I would like to construct a function that is holomorphic on $\mathbb{C}\setminus \mathbb{N}$ with a pole of order $n$ at each positive integer $n$. My idea was to take the following $f$: $$f(z)=\sum_{n\ge 1} \frac{(z-n)^{-n}}{n!}.$$ Is it clear that $f$ has a pole of order $n$ at each positive integer $n$. I would now like to show that it is holomorphic on $\mathbb{C}\setminus \mathbb{N}$. I believe it should be sufficient to show that the series representation of $f$ converges uniformly on every compact subset of $\mathbb{C}\setminus \mathbb{N}$. Indeed, for a fixed $R, \varepsilon>0$ let $$B(R,\varepsilon)=\left\{z\in\mathbb{C}: |z|\le R\right\} \cap \{z\in\mathbb{C}: |z-n|\ge \varepsilon \operatorname{for all} n\in\mathbb{N} \}\subset \mathbb{C}\setminus \mathbb{N},$$ where $B(R, \varepsilon)$ is compact.

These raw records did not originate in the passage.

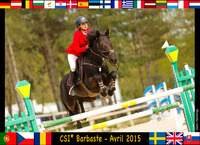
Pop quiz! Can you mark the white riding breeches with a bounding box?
[68,54,78,72]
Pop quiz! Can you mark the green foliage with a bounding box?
[5,9,195,106]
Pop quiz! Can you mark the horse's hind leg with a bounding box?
[75,100,83,129]
[79,101,86,122]
[108,71,117,98]
[94,74,107,98]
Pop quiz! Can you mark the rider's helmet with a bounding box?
[76,16,88,27]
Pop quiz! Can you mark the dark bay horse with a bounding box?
[60,29,118,128]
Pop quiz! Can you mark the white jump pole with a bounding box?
[70,102,180,132]
[43,84,195,128]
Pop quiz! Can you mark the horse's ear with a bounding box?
[105,28,109,36]
[96,30,100,38]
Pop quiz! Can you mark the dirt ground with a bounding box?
[113,117,188,132]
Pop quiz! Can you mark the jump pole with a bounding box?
[70,102,180,132]
[43,84,195,128]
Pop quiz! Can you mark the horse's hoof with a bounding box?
[67,122,75,127]
[108,95,112,99]
[81,118,87,122]
[100,95,108,99]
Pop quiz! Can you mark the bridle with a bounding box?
[89,35,118,70]
[82,36,118,71]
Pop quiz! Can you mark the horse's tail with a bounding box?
[60,74,73,115]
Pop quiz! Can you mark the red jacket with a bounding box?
[66,28,91,56]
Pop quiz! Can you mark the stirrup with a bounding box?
[69,85,76,96]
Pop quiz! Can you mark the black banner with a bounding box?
[51,132,149,145]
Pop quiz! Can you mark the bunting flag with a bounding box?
[0,132,17,145]
[156,0,167,8]
[189,0,200,8]
[166,132,183,145]
[55,0,66,9]
[25,0,33,9]
[89,0,100,9]
[149,132,166,145]
[144,0,156,8]
[34,132,51,145]
[44,0,55,9]
[183,132,200,145]
[17,132,34,145]
[67,0,77,9]
[11,0,22,9]
[133,0,145,9]
[33,0,44,9]
[178,0,189,9]
[122,0,133,9]
[78,0,89,9]
[0,3,10,9]
[111,0,122,9]
[167,0,178,9]
[100,0,111,9]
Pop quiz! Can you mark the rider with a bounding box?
[66,16,91,96]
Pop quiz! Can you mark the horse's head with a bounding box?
[88,29,117,66]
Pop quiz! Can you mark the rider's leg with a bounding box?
[68,54,78,96]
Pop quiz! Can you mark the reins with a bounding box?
[82,34,118,74]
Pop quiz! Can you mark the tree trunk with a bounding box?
[133,40,146,91]
[41,13,60,92]
[5,88,13,117]
[5,43,24,112]
[134,15,152,85]
[39,11,61,112]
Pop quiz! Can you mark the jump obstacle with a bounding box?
[70,102,180,132]
[5,42,195,132]
[5,81,195,132]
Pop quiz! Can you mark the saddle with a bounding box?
[67,56,84,86]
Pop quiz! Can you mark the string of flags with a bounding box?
[0,0,200,9]
[0,132,200,145]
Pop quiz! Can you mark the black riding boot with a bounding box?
[69,71,76,96]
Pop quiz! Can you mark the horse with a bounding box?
[60,28,118,129]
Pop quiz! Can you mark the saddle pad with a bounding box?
[67,56,83,86]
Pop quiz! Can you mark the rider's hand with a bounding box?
[86,45,90,49]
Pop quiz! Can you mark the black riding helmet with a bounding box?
[76,16,88,27]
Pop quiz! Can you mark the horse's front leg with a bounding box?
[108,71,117,98]
[94,74,107,98]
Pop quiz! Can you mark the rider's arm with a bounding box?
[73,35,87,53]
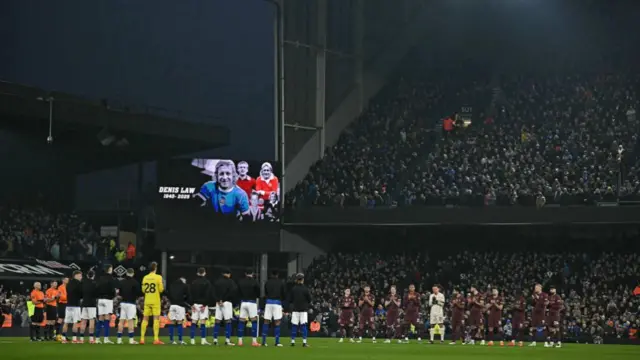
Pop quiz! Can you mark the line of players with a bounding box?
[338,284,564,347]
[31,263,311,347]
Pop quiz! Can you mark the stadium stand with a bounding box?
[307,251,640,343]
[287,59,640,207]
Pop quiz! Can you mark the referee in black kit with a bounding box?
[289,274,311,347]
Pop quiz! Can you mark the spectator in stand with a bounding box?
[287,49,640,208]
[305,252,640,343]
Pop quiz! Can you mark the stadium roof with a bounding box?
[0,81,229,172]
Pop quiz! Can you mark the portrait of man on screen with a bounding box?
[194,160,249,216]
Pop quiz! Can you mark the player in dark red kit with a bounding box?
[402,284,422,342]
[338,288,356,342]
[545,286,564,348]
[529,284,549,346]
[384,285,402,343]
[450,291,466,345]
[467,286,485,345]
[487,288,504,346]
[358,286,376,343]
[509,292,527,347]
[236,161,256,199]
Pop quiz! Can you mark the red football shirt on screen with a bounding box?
[236,176,256,199]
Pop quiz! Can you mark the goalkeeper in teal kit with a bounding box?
[194,160,249,216]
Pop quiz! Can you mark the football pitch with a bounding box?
[0,338,640,360]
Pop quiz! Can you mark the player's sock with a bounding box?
[94,320,102,339]
[262,323,269,344]
[237,321,245,341]
[153,320,160,341]
[301,324,309,344]
[140,320,149,341]
[273,325,280,344]
[224,321,231,342]
[251,320,258,341]
[212,321,220,341]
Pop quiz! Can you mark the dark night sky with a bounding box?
[0,0,274,159]
[0,0,274,209]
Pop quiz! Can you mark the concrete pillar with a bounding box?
[314,0,327,158]
[353,0,364,113]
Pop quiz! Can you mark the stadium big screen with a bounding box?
[155,159,281,249]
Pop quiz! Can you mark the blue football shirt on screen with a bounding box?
[200,181,249,215]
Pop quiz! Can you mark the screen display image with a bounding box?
[158,159,280,223]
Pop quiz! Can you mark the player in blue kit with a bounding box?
[195,160,249,216]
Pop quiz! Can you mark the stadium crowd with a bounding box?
[288,69,640,207]
[288,57,490,206]
[0,207,136,263]
[307,251,640,343]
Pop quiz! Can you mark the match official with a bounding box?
[213,269,236,346]
[80,270,97,344]
[117,269,142,345]
[191,267,214,345]
[289,274,311,347]
[61,270,82,344]
[262,270,286,346]
[238,269,260,346]
[169,277,190,345]
[96,265,117,344]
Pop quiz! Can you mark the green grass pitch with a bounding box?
[0,337,640,360]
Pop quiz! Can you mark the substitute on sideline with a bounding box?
[140,262,164,345]
[289,274,311,347]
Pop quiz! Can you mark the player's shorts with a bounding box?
[142,303,161,316]
[429,312,444,326]
[338,310,355,326]
[215,301,233,321]
[531,312,545,328]
[120,303,137,320]
[546,313,560,328]
[385,310,400,326]
[31,307,44,325]
[64,306,82,324]
[451,315,464,328]
[469,313,484,328]
[191,304,209,322]
[169,305,186,321]
[57,304,67,320]
[264,304,282,321]
[511,312,524,329]
[404,311,420,326]
[487,312,502,329]
[358,309,376,327]
[81,307,97,320]
[240,301,258,319]
[44,305,58,321]
[98,299,113,316]
[291,311,309,325]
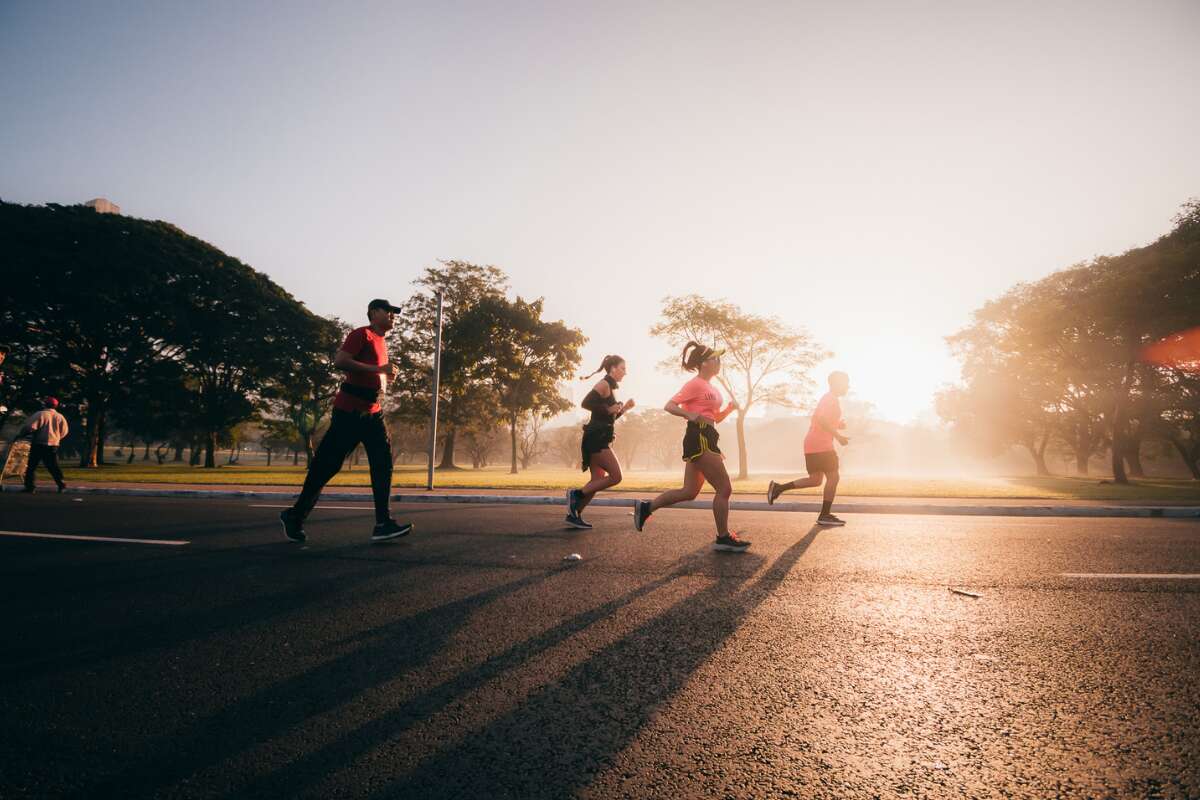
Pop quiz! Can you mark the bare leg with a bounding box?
[575,447,622,513]
[696,453,733,536]
[650,461,704,513]
[779,473,824,494]
[824,470,841,504]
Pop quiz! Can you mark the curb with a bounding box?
[42,487,1200,519]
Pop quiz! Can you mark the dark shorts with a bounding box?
[683,422,721,461]
[804,450,838,475]
[580,425,617,473]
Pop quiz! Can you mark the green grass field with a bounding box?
[51,462,1200,503]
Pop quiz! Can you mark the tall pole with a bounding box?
[425,291,442,491]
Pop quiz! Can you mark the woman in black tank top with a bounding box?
[566,355,634,529]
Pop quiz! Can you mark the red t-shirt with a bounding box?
[334,327,388,414]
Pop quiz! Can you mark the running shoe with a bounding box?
[280,509,307,542]
[371,519,413,542]
[713,534,750,553]
[634,500,650,530]
[565,513,592,530]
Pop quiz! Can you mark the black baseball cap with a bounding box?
[367,297,402,314]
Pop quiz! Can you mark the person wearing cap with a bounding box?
[0,344,8,414]
[280,300,413,542]
[17,397,71,493]
[634,342,750,553]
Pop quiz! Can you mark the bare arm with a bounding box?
[334,350,395,377]
[815,416,850,445]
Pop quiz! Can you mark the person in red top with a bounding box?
[634,342,750,553]
[280,300,413,542]
[767,372,850,525]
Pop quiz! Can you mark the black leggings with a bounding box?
[25,445,62,489]
[295,408,391,522]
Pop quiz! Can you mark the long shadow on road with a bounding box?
[231,546,729,798]
[370,527,818,798]
[70,570,558,798]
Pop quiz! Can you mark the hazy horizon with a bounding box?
[0,1,1200,422]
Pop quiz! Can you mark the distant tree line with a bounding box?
[937,200,1200,483]
[0,203,586,470]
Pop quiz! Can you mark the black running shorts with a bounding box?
[804,450,838,475]
[683,422,721,461]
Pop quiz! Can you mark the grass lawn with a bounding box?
[56,462,1200,504]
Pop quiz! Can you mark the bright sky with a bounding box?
[0,0,1200,422]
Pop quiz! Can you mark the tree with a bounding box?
[394,260,508,469]
[454,297,587,475]
[0,203,181,467]
[940,201,1200,483]
[264,315,350,462]
[517,413,548,469]
[650,295,833,480]
[0,203,326,467]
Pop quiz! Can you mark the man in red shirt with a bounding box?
[280,300,413,542]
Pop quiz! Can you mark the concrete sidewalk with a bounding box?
[21,482,1200,519]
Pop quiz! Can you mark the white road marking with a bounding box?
[0,530,191,547]
[250,500,374,511]
[1058,572,1200,581]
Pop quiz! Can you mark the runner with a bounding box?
[17,397,70,494]
[566,355,634,530]
[280,300,413,542]
[767,372,850,525]
[634,342,750,553]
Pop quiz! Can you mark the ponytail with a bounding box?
[680,339,715,372]
[580,355,624,380]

For any $z\in B(R,\varepsilon)$, we have that $|z-n|\ge \varepsilon$, thus $|z-n|^{-n}\le \varepsilon^{-n}$ but $$\sum_{n\ge 1} \frac{\varepsilon^{-n}}{n!}$$ converges for any $\varepsilon>0$, thus by the M-test, we have uniform convergence and $f$ is holomorphic on $\mathbb{C}\setminus \mathbb{N}$.
My questions are:
(1) is the proof correct
(2) What are alternative ways of proving the desired statemnt?